Danse autour d’un feu
Marco, un Italien de 28 ans qui passe la moitié de l’année en France pour des contrats saisonniers, a été relaxé alors que le tribunal le suspectait d’avoir lancé des pierres en direction des forces de l’ordre sur la place Jean-Jaurès. Ce qu’il niait. « Comment ont-ils pu dire que c’était moi ? Je ne sais pas comment, avec toute cette fumée, il y avait des centaines de personnes habillées comme moi, de masque et de noir, déguisé pour le carnaval. Un policier m’a montré une photo, et ce n’était pas moi », a expliqué le jeune homme venu fêter le carnaval avec des amis. Son avocat avait le « vœu pieux de faire abstraction du contexte et de s’attacher uniquement aux faits ».
Etienne et Victor se sont, eux, fait interpeller près de la rue Saint-Savournin, « en train de danser autour d’un feu ». Chacun reconnaît avoir incendié "un amas de détritus" et une benne à ordure, mais pas quatre comme leur reproche le tribunal. Etienne est venu de Briançon pour fêter le carnaval entre amis, alors qu’il cherche du travail depuis l’obtention de son master en géographie. « J’étais dans l’effervescence, dans l’excitation, il y avait des feux de partout. J’avais bu toute la journée et ça faisait longtemps que je n’avais pas fait la fête. J’ai pris conscience de la bêtise que j’ai fait, c’était stupide et inconscient », a-t-il reconnu.
Militants ?
Victor a rencontré Etienne lors du carnaval, lui qui venait de la Creuse pour faire la fête avec des amis qu’il a « perdus très tôt ». Le premier a fait de la détention provisoire, à cause d’une première condamnation pour avoir été interpellé avec deux couteaux.
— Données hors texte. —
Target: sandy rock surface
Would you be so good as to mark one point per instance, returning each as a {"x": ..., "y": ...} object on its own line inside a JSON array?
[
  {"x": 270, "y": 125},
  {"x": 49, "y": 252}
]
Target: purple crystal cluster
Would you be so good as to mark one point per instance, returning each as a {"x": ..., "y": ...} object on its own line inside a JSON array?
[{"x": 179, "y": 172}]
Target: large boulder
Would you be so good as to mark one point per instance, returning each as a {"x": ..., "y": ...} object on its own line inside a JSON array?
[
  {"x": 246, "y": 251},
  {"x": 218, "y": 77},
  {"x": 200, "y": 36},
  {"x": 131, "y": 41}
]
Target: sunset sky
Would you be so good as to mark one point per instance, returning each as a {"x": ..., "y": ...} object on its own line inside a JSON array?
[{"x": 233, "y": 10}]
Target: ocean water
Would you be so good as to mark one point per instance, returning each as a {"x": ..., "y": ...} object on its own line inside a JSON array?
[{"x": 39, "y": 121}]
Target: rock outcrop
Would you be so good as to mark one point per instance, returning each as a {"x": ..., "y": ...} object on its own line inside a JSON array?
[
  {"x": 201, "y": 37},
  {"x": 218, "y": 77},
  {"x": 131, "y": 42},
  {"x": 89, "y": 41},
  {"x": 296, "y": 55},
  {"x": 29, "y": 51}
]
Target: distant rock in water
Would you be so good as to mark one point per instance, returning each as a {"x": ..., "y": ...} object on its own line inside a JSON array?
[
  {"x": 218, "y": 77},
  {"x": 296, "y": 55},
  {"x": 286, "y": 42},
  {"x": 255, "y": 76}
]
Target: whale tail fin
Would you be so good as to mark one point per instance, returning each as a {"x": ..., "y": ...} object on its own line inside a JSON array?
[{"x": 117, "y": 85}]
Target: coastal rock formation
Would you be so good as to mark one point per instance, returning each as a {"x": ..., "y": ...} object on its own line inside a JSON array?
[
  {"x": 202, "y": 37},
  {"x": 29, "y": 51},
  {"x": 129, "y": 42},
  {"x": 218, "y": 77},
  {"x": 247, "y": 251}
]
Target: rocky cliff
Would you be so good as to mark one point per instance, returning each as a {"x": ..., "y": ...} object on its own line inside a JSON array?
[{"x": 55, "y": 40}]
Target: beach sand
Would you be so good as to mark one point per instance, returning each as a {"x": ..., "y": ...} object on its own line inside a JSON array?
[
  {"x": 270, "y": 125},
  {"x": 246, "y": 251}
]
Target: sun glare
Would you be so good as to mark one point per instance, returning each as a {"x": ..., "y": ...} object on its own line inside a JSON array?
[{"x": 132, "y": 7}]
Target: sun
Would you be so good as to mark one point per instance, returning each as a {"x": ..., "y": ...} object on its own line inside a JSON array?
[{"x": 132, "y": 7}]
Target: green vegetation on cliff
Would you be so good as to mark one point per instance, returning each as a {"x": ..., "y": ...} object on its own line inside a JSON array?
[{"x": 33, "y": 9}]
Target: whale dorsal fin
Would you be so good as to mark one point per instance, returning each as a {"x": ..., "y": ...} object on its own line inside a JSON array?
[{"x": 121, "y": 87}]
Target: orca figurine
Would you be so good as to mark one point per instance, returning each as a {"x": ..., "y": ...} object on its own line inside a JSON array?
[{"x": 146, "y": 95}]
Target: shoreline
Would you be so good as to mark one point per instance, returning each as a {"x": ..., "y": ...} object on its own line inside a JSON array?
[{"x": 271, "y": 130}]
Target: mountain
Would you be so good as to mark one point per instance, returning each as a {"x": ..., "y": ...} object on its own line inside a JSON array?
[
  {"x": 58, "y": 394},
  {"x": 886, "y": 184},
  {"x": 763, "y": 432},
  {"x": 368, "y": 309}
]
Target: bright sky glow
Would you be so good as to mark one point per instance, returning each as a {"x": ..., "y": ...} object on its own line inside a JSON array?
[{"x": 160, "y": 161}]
Me Bruno, avocat d’Aix-Marseille Métropole qui s’est constituée partie civile pour la destruction des poubelles, les a qualifiés de « militants ». Les deux jeunes hommes ont réaffirmé avoir été mis au courant pas des amis « qui avaient vu les affiches dans les rues », et être venus pour faire la fête. Loin du militantisme, donc. Le tribunal a condamné Etienne à trois mois de prison avec sursis, et Victor à 90 heures de travaux d’intérêt général pour lui éviter une révocation d’un premier sursis. Ils ont été condamnés à indemniser la métropole à hauteur de 846 euros, solidairement.
Léo, 32 ans, venu de l’Aveyron pour participer à son 10e carnaval de la Plaine, était déguisé en Pétassou « un costume traditionnel occitan fait de plein de pièces de tissu ». Il lui est reproché un jet de canette sur les policiers, de la rébellion, et de s’être soustrait aux prélèvements biologiques. « Je ne me suis même pas débattu, deux ou trois agents se sont précipités sur moi et je leur ai dit "Vous êtes les plus forts, je me laisse faire". Je me suis fait humilier lors de l’interpellation. Je n’ai pas jeté de bouteille et je ne sais pas comment les policiers m’ont reconnu dans le noir, et avec plein de gens déguisés en Pétassou », a-t-il avancé. Le tribunal l’a relaxé pour les jets de projectiles mais l’a condamné à quatre mois de prison avec sursis pour la rébellion et deux mois de sursis pour s’être soustrait au prélèvement.
Laurent, 52 ans, est finalement le seul Marseillais à avoir été jugé. Il reconnaît avoir jeté une bouteille en direction des policiers. « Je me promenais sur le Vieux Port avec un ami quand on a rejoint le carnaval sur la Canebière. Il y a eu très vite des gaz lacrymogènes et je me suis échappé en lançant ma bouteille dans leur direction, mais sans jamais vouloir leur porter atteinte », a expliqué cet ancien technicien aéronautique, au chômage depuis bientôt deux ans et « dans une situation précaire ». Le tribunal l’a condamné à six mois de sursis avec une obligation de soin et de formation.